Three Hearts and Three Lions by Poul Anderson. Part three

The pike crowded close, their gaunt heads aimed at him.

“Faster,” he said. “If you can.”

“Aye!” Metal screamed. The frame vibrated; green flakes drifted from the bolts. Christ, let this thing hold together long enough!

The pike flicked themselves closer. Rusel was taking no chances while he held a weapon. Her pets could strip him of flesh in three minutes. Holger rallied what courage remained to him and narrowed his attention to the dagger. He didn’t know if his scheme would work. But even here under the lake, the blade must be heating up, and he could see the fine cloud of metal dust grow thicker around its edge.

“Are you done?” panted Rusel. Her hair had plastered itself to shoulders and breasts and belly. The amber eyes smoldered at him.

“Not yet. Faster!” He leaned his mass against the knife.

The flare nearly blinded him. Magnesium will burn in water.

Rusel shrieked. Holger guarded his face with one hand and swung the knife at the fish. One of them slashed his calf. He kicked himself free, broke through the green curtains and upward.

The nixie circled beyond the blue-white glare, beyond the range of his own dazzled eyes. She yelled at her pike. One darted near. Holger waved the torch and it fled. Either the fish couldn’t stand the ultra-violet themselves or—more likely—Rusel’s influence over them was bounded by distance like all magic, and she couldn’t get near enough to Holger to set the water wolves on him.

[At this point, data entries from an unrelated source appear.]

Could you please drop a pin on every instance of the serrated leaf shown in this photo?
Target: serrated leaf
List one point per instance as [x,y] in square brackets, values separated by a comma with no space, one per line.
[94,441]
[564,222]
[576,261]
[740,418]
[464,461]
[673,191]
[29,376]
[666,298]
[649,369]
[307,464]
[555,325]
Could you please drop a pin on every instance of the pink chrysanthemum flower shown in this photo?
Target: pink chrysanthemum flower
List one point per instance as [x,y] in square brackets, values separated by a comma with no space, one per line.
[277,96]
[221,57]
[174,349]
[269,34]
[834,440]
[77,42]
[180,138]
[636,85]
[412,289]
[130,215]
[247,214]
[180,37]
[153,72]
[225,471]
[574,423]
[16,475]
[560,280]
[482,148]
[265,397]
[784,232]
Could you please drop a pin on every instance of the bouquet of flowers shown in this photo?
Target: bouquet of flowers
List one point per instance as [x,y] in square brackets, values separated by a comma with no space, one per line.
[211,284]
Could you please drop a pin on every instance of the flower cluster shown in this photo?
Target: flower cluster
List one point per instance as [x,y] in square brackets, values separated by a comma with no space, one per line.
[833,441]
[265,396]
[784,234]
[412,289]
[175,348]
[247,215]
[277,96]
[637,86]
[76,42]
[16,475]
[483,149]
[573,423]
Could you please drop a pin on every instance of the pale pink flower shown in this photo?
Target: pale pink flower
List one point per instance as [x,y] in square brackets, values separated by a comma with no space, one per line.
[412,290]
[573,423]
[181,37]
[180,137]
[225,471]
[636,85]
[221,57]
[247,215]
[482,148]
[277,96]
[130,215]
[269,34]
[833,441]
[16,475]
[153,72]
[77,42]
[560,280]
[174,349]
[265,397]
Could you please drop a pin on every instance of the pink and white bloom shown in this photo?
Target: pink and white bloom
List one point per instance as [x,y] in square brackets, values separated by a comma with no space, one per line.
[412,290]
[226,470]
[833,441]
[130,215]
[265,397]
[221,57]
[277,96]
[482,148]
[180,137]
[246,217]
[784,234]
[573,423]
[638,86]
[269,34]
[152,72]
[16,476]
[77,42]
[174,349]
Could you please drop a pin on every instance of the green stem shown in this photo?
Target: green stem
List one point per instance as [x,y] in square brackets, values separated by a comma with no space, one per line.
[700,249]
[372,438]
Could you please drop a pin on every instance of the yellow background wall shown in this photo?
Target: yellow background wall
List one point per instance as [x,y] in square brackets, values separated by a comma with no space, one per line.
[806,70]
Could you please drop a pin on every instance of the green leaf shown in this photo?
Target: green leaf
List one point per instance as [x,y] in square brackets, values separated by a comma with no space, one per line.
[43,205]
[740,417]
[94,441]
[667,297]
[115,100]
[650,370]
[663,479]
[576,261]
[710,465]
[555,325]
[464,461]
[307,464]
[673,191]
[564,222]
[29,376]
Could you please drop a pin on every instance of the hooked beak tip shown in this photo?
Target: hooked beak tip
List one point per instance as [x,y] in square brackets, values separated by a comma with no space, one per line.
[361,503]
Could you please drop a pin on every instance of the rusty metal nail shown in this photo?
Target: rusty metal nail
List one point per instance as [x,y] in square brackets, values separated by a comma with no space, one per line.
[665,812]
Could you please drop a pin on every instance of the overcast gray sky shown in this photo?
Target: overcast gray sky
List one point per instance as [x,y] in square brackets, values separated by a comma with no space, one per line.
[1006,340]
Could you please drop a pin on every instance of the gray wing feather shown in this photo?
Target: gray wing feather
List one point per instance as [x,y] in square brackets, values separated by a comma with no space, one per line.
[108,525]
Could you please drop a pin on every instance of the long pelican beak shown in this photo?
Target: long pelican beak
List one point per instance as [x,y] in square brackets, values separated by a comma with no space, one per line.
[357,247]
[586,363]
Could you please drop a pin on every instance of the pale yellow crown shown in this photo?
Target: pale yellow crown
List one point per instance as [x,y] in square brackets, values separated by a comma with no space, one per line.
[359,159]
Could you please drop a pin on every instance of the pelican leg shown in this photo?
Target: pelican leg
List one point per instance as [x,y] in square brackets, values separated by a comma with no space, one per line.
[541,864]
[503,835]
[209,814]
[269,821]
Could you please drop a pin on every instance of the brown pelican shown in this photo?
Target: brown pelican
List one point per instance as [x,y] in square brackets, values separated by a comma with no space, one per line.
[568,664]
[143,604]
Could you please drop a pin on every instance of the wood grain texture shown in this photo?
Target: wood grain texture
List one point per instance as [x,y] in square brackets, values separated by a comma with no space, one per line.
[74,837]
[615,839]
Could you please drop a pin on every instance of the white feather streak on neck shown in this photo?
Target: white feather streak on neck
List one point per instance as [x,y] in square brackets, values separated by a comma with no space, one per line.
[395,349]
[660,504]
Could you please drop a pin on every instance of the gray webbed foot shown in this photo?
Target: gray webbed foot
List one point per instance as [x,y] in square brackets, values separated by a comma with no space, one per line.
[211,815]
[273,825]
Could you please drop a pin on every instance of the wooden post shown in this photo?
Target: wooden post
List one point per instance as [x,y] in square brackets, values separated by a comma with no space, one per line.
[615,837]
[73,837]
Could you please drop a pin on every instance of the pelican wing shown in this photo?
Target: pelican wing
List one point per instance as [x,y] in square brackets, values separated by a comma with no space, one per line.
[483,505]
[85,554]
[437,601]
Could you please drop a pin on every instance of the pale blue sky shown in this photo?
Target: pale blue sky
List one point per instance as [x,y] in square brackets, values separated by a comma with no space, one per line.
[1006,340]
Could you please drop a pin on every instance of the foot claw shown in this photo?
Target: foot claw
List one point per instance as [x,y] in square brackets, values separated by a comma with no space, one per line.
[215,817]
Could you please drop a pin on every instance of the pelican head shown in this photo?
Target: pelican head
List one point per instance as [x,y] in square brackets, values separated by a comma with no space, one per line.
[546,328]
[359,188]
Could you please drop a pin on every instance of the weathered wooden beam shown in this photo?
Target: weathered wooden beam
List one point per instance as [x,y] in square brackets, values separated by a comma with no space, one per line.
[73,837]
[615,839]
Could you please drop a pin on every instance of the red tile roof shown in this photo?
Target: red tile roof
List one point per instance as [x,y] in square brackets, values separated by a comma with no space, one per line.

He kicked with his legs and clawed with his free hand. Would he never reach the top? As if across light-years he heard the nixie’s tone change to softness. “’Olger, ’Olger, would you leave me? You’ll ride to your doom in a barren land. ’Olger, come back. You know not what pleasures we could have—”

He screwed his will power tight and plowed on. Her rage burst forth. “Die, then!” Suddenly he inhaled water. The spell was off him. He choked. His lungs seemed to catch fire. He almost dropped his magnesium torch. He saw Rusel dart near in a cloud of her pike. He thrust her back with the cruel light, closed his mouth and swam. Up, up, darkness roiled in his brain, strength drained from his muscles, but up.

He broke the surface, coughed, spat, and gulped his chest full of air. A gibbous moon touched the lake with broken light. He held the torch below while he floundered toward the gray shore. It burned out just as he waded into the reeds. He ran to get well inland before he collapsed.

The cold struck his wet clothes and went on through. He lay with clattering teeth and waited for enough energy to seek the camp. He didn’t feel victorious. He’d won this round, but there would be others. And… and… oh, damn everything, why did he have to escape so soon?

20

AT LAST HE MADE his plashy way back. The stone lifted from the ground like a ship, black in the night, and those moon-tinged clouds that the wind whipped along behind it gave an illusion that the ship was under weigh. Through what seas? wondered Holger. The fire had burned to embers, a riding light the color of clotted blood. As he crawled up on top, he saw the horses bunched together in a shadowy mass that might have been a cabin amidships. Carahue stood at the prow, staring north. The wind that skirled as if through unseen shrouds flapped his cloak with cracking noises. Moonlight shimmered off his drawn saber.

A furious little form seized Holger at the waist and tried to shake him. “Mon, where’ve ye been the while?” cried Hugi. “We’ve been fretted sick o’er ye. Na word or track past the lake’s edge, till ye return soaked and reeking o’ wicked places. Wha’ happened?”

Carahue half turned, so that Holger caught the gleam of an eye under the spiked helmet. But the Saracen’s attention remained afar. Holger looked that way. The edge of this vale cut off view of the mountains beyond; he thought, though, he saw a dim wavering redness, as if a great fire burned somewhere there.

Fear struck him. “Where’s Alianora?” he snapped.